The analysis of chromosomal translocations has contributed immensely to our understanding of the pathogenesis of acute leukemias. The translocation t(10;11)(p12;q14) results in the formation of the CALM/AF10 fusion gene. The CALM/AF10 fusion gene is found in acute myeloid leukemia (AML), acute lymphoblastic leukemia (ALL) as well as in some cases of malignant lymphoma. While CALM is a clathrin assembly protein, AF10 is a putative transcription factor of the polycomb group of genes. The CALM/AF10 fusion protein contains the complete CALM and almost the complete AF10 protein with the exeption of the N terminal Plant homeo Domain (PHD) of AF10. The retroviral expression of CALM/FA10 in murine bone marrow cells leads to the development of an aggressive acute leukemia. It is our aim to understand the mechanisms that contribute to CALM/AF10 mediated leukemogenesis. To this end we want to identify the genomic, epignomic and proteomic targets of CALM/AF10. For the identification of the genomic tragets of CALM/AF10 we will inducibly express CALM/AF10 in a cell line system, cross-link to DNA and analyze the DNA bound to CALM/AF10 after immunoprecipitation with promoter arrays or by direct sequencing. Subsequently we will analyze the epigenetic marks of these direct CALM/AF10 target genes (eg. DNA methylation, histone acetylation or methylation). In addition we want to analyze the significance of changes in the expression levels of CALM/AF10 target genes as well as of CALM/AF10 protein interaction partners, which we already identified, for the prognosis of AML patients. Recently we could show that CALM/AF10 expression leads to a global reduction of histone H3 lysine 79 methylation in CALM/AF10 positive patients through its interaction with the histone methyltransferase DOT1L. This was the first description of a global change in histone modification patterns caused by a leukemogenic fusion protein.
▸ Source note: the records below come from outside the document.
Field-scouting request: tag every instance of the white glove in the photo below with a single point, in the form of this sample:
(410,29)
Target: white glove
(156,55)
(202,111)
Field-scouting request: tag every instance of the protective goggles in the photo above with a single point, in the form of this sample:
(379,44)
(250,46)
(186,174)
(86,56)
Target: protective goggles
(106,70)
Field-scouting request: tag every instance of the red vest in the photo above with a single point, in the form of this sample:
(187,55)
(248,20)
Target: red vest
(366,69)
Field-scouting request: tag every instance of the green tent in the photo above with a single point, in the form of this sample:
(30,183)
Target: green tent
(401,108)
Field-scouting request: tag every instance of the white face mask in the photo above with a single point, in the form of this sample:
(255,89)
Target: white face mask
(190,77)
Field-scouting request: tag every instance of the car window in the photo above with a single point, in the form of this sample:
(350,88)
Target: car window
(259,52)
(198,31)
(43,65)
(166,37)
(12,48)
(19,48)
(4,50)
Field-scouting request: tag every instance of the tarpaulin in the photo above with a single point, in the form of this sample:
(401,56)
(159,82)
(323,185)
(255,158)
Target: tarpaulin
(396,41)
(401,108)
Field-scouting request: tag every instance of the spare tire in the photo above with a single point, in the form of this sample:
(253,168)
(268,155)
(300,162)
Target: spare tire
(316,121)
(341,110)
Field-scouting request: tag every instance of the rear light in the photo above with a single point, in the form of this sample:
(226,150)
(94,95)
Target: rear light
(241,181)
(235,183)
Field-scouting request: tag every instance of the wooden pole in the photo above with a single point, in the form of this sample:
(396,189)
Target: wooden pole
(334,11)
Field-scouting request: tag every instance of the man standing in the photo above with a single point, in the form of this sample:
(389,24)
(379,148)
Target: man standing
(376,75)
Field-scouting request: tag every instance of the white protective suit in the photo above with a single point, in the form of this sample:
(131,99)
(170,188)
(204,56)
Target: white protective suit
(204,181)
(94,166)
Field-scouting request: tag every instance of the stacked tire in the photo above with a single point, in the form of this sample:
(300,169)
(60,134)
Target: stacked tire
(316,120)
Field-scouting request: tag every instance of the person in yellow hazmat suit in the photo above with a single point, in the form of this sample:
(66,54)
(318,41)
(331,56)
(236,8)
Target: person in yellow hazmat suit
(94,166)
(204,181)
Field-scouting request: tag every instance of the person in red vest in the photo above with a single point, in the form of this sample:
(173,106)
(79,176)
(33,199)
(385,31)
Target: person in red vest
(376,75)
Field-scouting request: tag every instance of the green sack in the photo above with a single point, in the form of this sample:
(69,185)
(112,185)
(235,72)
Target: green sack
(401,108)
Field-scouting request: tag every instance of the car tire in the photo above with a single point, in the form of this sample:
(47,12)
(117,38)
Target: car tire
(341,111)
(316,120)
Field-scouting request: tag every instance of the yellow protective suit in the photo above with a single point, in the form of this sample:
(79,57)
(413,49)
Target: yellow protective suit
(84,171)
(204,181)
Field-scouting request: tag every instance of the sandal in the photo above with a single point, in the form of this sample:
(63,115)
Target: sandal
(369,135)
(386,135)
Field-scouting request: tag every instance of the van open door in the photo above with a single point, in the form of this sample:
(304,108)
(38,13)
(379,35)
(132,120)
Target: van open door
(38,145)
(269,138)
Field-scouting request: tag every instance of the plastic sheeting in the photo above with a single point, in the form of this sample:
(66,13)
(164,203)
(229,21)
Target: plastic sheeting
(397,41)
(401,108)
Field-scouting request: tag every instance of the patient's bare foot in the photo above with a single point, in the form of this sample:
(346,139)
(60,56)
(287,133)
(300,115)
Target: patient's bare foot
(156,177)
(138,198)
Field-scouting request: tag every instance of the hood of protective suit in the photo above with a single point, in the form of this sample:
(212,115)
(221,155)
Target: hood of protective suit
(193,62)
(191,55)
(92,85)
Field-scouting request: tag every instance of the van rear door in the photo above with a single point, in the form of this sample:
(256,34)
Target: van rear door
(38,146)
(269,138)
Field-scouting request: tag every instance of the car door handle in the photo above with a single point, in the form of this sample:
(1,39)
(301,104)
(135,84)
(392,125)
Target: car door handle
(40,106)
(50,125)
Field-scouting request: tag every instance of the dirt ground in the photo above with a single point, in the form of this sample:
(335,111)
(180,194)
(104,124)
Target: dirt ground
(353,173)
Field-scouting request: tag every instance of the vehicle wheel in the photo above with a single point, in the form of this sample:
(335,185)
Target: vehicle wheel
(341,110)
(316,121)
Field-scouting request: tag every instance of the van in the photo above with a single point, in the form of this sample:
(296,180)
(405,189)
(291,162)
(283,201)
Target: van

Since H3K79 methylation is not only involved in transcriptional elongation but also in DNA repair processes, we will ask the qustion whether the expression of CALM/AF10 might lead to an increased genomic instability. It could be that increased genomic instability which leads to secondary oncogenic mutations plays a critical role in the development of leukemia.